Como acontece no resto do mundo, e como em Portugal aconteceu por
exemplo com Mário Soares, uma universidade decidiu contratar um ex-primeiro
ministro com o estatuto de “professor convidado”. Mas como não acontece no
resto do mundo, e como nunca tinha acontecido em Portugal, a extrema esquerda
mobilizou logo os seus activistas para uma campanha em nome, imagine-se, do
“ensino”. Não vale a pena retomar essa discussão, toda movida a má fé. O que
interessa é notar que, se alguém por acaso duvidou da continuada relevância de
Passos Coelho, terá certamente deixado de duvidar.

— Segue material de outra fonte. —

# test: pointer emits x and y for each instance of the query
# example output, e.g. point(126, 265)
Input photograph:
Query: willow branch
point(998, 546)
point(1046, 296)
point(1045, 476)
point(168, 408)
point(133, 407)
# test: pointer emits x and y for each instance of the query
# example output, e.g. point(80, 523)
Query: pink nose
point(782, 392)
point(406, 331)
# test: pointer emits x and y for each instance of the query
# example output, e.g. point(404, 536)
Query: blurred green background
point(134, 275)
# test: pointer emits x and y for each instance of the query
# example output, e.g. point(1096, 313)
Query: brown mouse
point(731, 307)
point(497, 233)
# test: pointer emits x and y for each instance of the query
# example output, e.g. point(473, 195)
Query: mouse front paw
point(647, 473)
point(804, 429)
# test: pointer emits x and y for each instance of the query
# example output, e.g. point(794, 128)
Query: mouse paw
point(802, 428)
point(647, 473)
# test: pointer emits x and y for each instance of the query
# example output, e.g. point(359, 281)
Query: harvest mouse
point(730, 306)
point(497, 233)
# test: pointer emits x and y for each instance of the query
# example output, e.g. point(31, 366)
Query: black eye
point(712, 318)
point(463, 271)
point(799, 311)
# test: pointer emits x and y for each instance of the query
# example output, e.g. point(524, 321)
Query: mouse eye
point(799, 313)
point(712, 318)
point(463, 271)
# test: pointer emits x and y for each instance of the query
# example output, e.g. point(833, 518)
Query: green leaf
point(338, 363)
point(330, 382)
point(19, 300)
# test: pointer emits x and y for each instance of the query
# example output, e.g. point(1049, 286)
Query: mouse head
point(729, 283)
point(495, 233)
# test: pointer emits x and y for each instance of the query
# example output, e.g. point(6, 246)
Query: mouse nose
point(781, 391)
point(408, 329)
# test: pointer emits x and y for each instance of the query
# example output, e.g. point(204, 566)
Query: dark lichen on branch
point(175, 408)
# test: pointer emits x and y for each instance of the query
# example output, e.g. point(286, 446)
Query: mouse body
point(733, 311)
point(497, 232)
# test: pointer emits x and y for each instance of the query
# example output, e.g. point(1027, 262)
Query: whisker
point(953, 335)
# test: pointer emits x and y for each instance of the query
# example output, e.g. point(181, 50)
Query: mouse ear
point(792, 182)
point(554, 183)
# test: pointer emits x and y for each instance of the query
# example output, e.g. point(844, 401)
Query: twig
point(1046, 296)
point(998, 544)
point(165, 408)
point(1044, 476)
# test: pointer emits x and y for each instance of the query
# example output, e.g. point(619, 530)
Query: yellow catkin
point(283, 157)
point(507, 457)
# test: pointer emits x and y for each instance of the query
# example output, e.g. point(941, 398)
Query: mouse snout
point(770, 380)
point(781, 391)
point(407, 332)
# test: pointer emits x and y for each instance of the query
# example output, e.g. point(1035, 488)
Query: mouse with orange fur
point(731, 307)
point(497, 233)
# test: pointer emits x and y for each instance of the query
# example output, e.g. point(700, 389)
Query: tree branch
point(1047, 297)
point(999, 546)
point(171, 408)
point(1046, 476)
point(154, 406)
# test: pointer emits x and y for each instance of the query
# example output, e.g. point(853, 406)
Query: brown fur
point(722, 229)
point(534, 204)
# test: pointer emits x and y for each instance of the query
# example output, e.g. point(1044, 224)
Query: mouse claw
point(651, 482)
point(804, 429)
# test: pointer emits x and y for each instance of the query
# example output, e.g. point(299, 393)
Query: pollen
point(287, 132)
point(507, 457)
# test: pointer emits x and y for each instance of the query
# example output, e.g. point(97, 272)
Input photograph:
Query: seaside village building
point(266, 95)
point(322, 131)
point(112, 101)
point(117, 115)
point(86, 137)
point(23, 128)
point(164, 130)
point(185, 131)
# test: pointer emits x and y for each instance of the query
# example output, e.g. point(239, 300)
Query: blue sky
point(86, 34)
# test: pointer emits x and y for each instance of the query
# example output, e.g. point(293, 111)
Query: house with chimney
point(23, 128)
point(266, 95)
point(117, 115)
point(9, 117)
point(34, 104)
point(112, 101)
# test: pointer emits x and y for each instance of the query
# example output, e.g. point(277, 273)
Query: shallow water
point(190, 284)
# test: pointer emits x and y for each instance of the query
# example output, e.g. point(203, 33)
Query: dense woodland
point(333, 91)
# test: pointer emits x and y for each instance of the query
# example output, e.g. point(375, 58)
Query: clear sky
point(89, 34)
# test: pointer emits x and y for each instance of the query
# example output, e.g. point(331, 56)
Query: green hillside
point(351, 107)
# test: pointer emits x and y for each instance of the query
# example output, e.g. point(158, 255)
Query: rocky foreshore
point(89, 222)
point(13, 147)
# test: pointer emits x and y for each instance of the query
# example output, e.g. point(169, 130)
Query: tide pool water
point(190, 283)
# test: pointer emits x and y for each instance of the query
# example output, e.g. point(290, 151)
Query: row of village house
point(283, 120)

Segundo ensinam os seus inimigos, Passos aproveitou a troika para, por
mero capricho ideológico, “destruir a economia” e “desmantelar o Estado
social”. Teria passado pelo poder como uma espécie de Nero, a recitar Hayek
enquanto a sociedade portuguesa ardia. Ora bem, se foi assim, não bastará isso
para o desacreditar? Para que se preocupam tanto com ele?
Acontece que não foi assim, e é esse o problema dos inimigos do
ex-primeiro ministro. Afinal, a economia destruída cresce e recupera emprego
desde 2013. Afinal, o Estado social desmantelado nunca precisou de ser
reconstruído — e pôde até encaixar as cativações da “geringonça” em 2017. É
verdade: Vítor Gaspar agravou brutalmente os impostos. Mas se isso prova alguma coisa, é o carácter de
emergência pública da governação de Passos, que teve de recorrer, para
equilibrar as contas vandalizadas por seis anos de socialismo, ao que não é
costume os “neo-liberais” recomendarem.
O radicalismo liberal de Passos nunca foi mais do que um mito urbano. O
liberalismo de Passos é apenas aquela parcela de liberalismo que, perante o
estatismo deste regime, já existia na “social democracia” de Sá Carneiro, de
Pinto Balsemão ou de Cavaco Silva: a ideia de que sem uma sociedade civil mais
forte e sem um Estado mais viável a democracia nunca estará consolidada em
Portugal. Leia-se o
programa da AD de 1980. Foi um liberalismo que nos últimos anos se tornou mais
notório, não porque o PSD se tivesse feito mais liberal, mas apenas porque o PS
e a restante esquerda se fizeram mais estatistas.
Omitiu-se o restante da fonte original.